The most likely explanation, however, is that the Administration is playing the same game the Bush Administration played with Judy Miller, sharing still-classified documents with a reporter who will spin things in a favorable light, so as to pre-empt any response a
more open assessment of the documents will have. That the Obama Administration is doing it to support his reelection and not an illegal war doesn’t make the ploy any less cynical.

David Ignatius and Bin Laden’s Biden Judgment

Presumably to buck up their campaign theme–“Osama bin Laden is dead and General Motors is alive“–the Administration pre-leaked some documents to David Ignatius taken from OBL’s compound revealing that OBL hoped to attack President Obama. Ignatius described the aspirational plot as a “bold” command

Before his death, Osama bin Laden boldly commanded his network to organize special cells in Afghanistan and Pakistan to attack the aircraft of President Obama and Gen. David H. Petraeus.

“The reason for concentrating on them,” the al-Qaeda leader explained to his top lieutenant, “is that Obama is the head of infidelity and killing him automatically will make [Vice President] Biden take over the presidency. . . . Biden is totally unprepared for that post, which will lead the U.S. into a crisis. As for Petraeus, he is the man of the hour . . . and killing him would alter the war’s path” in Afghanistan. [my emphasis]

And even while Ignatius admits OBL was never going to be able to shoot Petraeus and Obama out of the air, he offers it as proof that the terrorist still wanted to launch spectacular attacks.

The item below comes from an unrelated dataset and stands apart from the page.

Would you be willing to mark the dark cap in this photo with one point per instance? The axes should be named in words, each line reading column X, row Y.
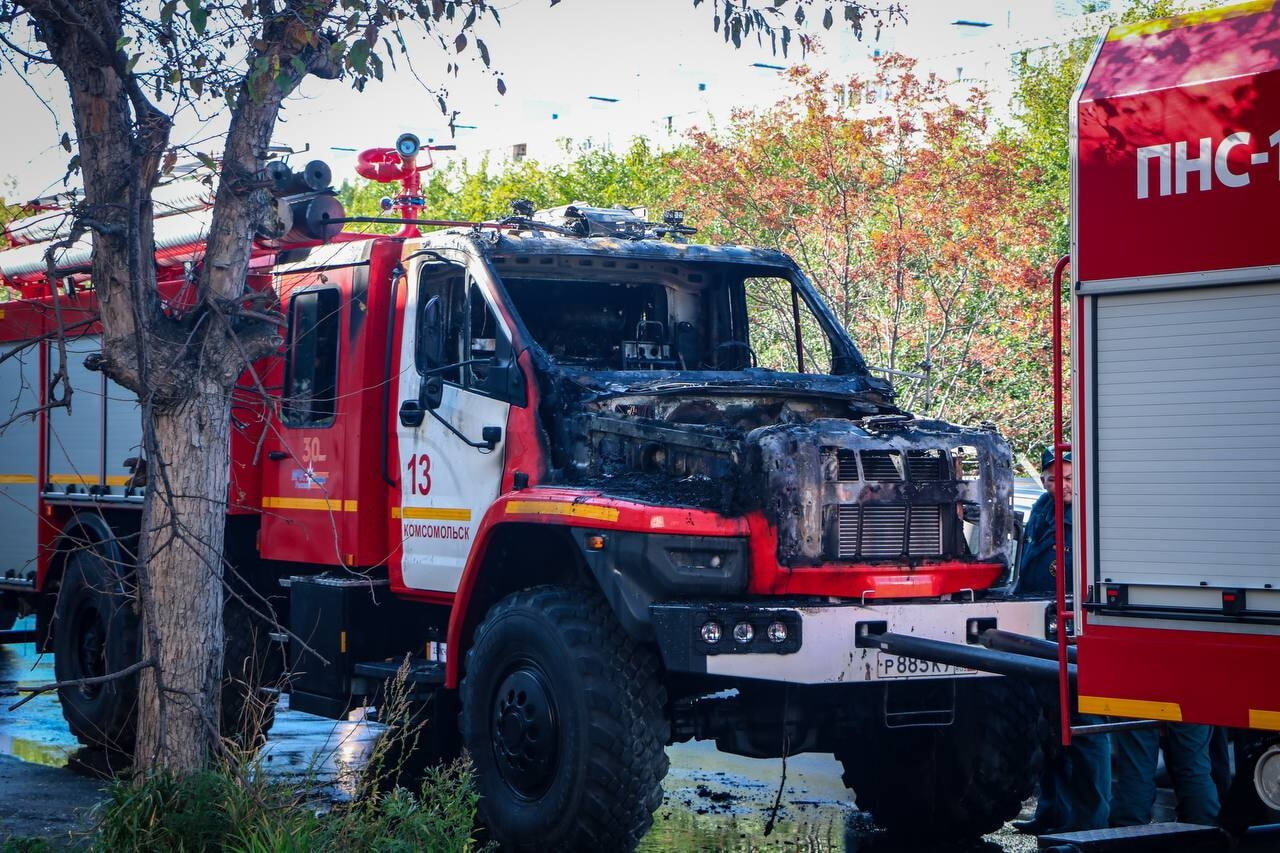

The plot to target Obama was probably bluster, since al-Qaeda apparently lacked the weapons to shoot down U.S. aircraft. But it’s a chilling reminder that even when he was embattled and in hiding, bin Laden still dreamed of pulling off another spectacular terror attack against the United States. [my emphasis]

Politico–that arbiter of beltway conventional wisdom–has described Ignatius’ acceptance of a motivated leak to be a scoop of such proportions to solidify his position as the “preeminent writer on national security affairs.” Politico even offers a quote from its own anonymous Administration source explaining what they got by leaking stuff to Ignatius.

“David is not only influential, he’s a serious journalist who is taken seriously,” an Obama administration official told POLITICO. “His byline gives [the bin Laden] story instantaneous cachet, credibility and, yes, visibility.”

Which Politico accompanies with fawning quotes from Jeff Goldberg, Evan Thomas, Steve Clemons and Sally Quinn (Sally Quinn!?!?!) affirming Ignatius’ magnificence as national security status.

There’s just one problem with all that.

Ignatius, this purportedly brilliant commenter, doesn’t even notice, much less mention, how stupid OBL was.

OBL was going to kill Obama not for the sake of killing the US President, but because Biden, who served in the Senate for 36 years, almost 12 of which he served as one or another powerful committee Chair, “is totally unprepared for that post, which will lead the U.S. into a crisis.”

Really?

Joe Biden may be many things: but he is as prepared to be President as just about any person in this country. And in a number of key debates during this Administration–notably, what to do with Afghanistan–Biden proved to be right two years before the rest of the Administration copped on.

OBL’s plans to attack Obama, then, show not just how unhinged from reality about al Qaeda OBL was by this point, but also how completely ignorant he was about America.

You’d think that DC’s crack national security correspondent would note just how laughable OBL’s plots were late in life.

But I guess if he did, the Administration wouldn’t come to him anymore for his purported “instantaneous cachet, credibility and, yes, visibility.”